Now that we’re approaching three weeks since the end of the domestic season, the analytics blogging community has simply exploded in output. It’s becoming extremely difficult to keep up with all the developments, particularly as the number of analysts seems to grow almost every week. Please bear with me if this gets…dense.
Last week’s State of Analytics column on shot conversion as a function of luck touched off a bit of controversy.
Coincidentally, many of the analytics blogs this week have focused on different ways to analyse shot conversion. The danger however is that the more you attempt to isolate for factors outside of individual skill’ that influence shot percentages, factors like game state and pitch area, the more you risk drawing false conclusions from a dangerously small sample size.
I’ll try to explain what I mean by this by going through some of the ways soccer analytics bloggers have approached this question over the past week.
From the Simple to the Complex
The simplest way to analyze shot conversion is to simply calculate the number of goals as a percentage of total team shots. As James Grayson helpfully reminds us, it’s important to ensure that penalties don’t skew your data sets here—the average conversion rate for penalties in the Premier League is 78%, whereas the shot-on-target conversion rate is around 20%.
Now Grayson and others over the last few seasons have gone to great lengths to demonstrate that team and individual shot conversion rates are very much a product of random variation—they regress to the mean very quickly, a sign they’re more a product of dumb luck than deliberate skill. Some have taken issue with the notion however that shot efficiency is a chimera and that volume of shots counts for everything.
The Differentgame blog for example looked at number of shots and shot conversion percentages from the centre of the box, an area with a generally high shot % rate, over three seasons. Some familiar names in both players and teams managed to maintain an above average number in both categories. This analysis isn’t at all conclusive as far as conversion as a measure of skill is concerned, but United’s trend in both categories doesn’t appear on first glance to be merely accidental. This seems to match in part what we know of their tremendous PDO last season.
One can go deeper with this question by breaking down average shot conversion rates by area of the pitch. This is exactly what 11tegen11 did this last week when, armed with two seasons worth of data from Eredivisie, he broke down the pitch into four ‘zones’ with average conversion rates.
More than that, he further broke down how game states—whether the score is -2, against -1 against, 0, or +1 for, +2 for etc.—affects those conversion rates in each zone. This seems to hint at how extraneous factors like whether a team is chasing a lead influence shot quality.
One could apply this analysis to the Differentgame’s breakdown to further explain the consistency of certain teams and players, except as Simon Gleave warns:
— Simon Gleave (@SimonGleave) June 10, 2013
Remember: the lodestone of whether shot conversion is a function of luck or skill comes down to whether an individual player is more likely to score from a similar position of the pitch than a fictional (and as yet statistically non-existent) ‘replacement level striker.’ Broken down this way (shot from X position in Y game state), there simply isn’t enough data to make any kind of definitive statement that one player is better at finishing than another. I’ve heard that some data exists on this behind the proprietary wall, but I’ll defer to Wittgenstein and say, “Whereof one cannot speak, thereof one must be silent.”
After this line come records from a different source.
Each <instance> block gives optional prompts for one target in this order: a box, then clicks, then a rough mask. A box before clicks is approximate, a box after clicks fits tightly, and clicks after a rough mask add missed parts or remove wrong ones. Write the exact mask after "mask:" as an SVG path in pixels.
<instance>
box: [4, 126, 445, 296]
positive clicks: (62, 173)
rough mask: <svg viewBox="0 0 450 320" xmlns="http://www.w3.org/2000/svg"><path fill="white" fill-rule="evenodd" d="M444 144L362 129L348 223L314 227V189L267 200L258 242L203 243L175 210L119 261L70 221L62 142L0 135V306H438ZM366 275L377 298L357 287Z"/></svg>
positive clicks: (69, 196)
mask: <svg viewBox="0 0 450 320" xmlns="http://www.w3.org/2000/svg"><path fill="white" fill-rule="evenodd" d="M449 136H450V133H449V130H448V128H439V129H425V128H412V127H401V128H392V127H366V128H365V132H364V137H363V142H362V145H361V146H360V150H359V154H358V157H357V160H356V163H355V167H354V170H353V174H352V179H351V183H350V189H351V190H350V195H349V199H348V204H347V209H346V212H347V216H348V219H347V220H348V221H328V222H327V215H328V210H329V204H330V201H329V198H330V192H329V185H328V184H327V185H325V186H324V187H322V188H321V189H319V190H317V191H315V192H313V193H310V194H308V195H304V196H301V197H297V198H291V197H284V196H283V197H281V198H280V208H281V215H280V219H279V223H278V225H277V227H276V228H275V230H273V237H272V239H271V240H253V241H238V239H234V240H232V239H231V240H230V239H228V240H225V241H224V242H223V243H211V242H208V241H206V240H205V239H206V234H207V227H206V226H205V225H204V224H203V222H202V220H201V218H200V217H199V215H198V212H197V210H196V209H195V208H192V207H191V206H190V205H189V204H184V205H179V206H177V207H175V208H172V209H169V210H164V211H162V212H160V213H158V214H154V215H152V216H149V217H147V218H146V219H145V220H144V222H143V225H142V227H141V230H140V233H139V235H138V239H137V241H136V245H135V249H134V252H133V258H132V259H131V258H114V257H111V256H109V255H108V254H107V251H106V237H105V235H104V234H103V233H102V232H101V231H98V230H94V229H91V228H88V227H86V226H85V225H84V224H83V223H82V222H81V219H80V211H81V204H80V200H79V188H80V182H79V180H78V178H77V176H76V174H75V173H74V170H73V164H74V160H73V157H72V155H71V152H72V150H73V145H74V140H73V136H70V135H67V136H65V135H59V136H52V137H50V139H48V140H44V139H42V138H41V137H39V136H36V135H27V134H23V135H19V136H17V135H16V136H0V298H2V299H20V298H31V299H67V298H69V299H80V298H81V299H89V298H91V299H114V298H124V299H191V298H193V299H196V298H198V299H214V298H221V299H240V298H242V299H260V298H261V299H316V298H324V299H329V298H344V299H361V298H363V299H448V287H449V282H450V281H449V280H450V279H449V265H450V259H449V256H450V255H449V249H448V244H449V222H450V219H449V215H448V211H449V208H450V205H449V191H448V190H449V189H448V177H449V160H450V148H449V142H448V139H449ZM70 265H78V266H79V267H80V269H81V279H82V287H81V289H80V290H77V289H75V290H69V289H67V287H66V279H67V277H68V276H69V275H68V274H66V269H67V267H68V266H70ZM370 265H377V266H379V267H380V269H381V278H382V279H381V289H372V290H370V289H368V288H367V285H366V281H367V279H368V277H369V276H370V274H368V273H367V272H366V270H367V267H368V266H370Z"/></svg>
Okay, so another way to approach this is to look at where on the pitch players are shooting from as a percentage of their total shots. We’ve already ascertained that shooting from certain areas of the playing surface will produce a higher conversion rate in general (duh duh duh). The statsbettor blog for example looked at where strikers shot from on the pitch, stripping out penalties and only looking at players with more than 70 shots for the season. This is interesting to look at (some players have a far more diverse shot repertoire than others), but I think the winner in terms of how to really analyze shot conversion goes to Ted Knutson.
Are Football Tactics the Missing Link in Understanding Shot Conversion?
I’m betting most of you who don’t like analytics might be looking at the above analysis as total gobbledygook. Football isn’t a game of just racking up more shots from the right position of the pitch as if it was darts. The game is dynamic, and shot conversion is as much a function of where a striker is relative to the opposition. Knutson hits the nail on the head on this point:
That’s the issue with data abstraction. As a “shot,” they all get lumped in to the same areas and they look the same, despite the fact that one shot will be twice as valuable as the other, depending on where the defenders are located.
That’s also one reason why I say positioning is everything.
Knutson argues the next step in data analysis is to try and isolate for positional sets. There are of course a number of ways we could do this, and Knutson makes his case for several situations in a separate post that is well-worth your time. This second post is particularly interesting because it reads much more like a tactics blog than an analytics piece. His conclusion is searching but worth considering:
It’s not enough to simply create a lot of shots in the modern game. In order to win the biggest leagues and the Champions League, offensive systems now need to overcome packed, organized defences nearly every week of the season, and they need to be efficient at converting the chances they create. In order to create better offensive chances, teams need to have the ability to either attack fewer defenders, defences on the move, or develop interesting ways of moving defenders around in the penalty box until someone loses concentration for a moment, at which point they strike.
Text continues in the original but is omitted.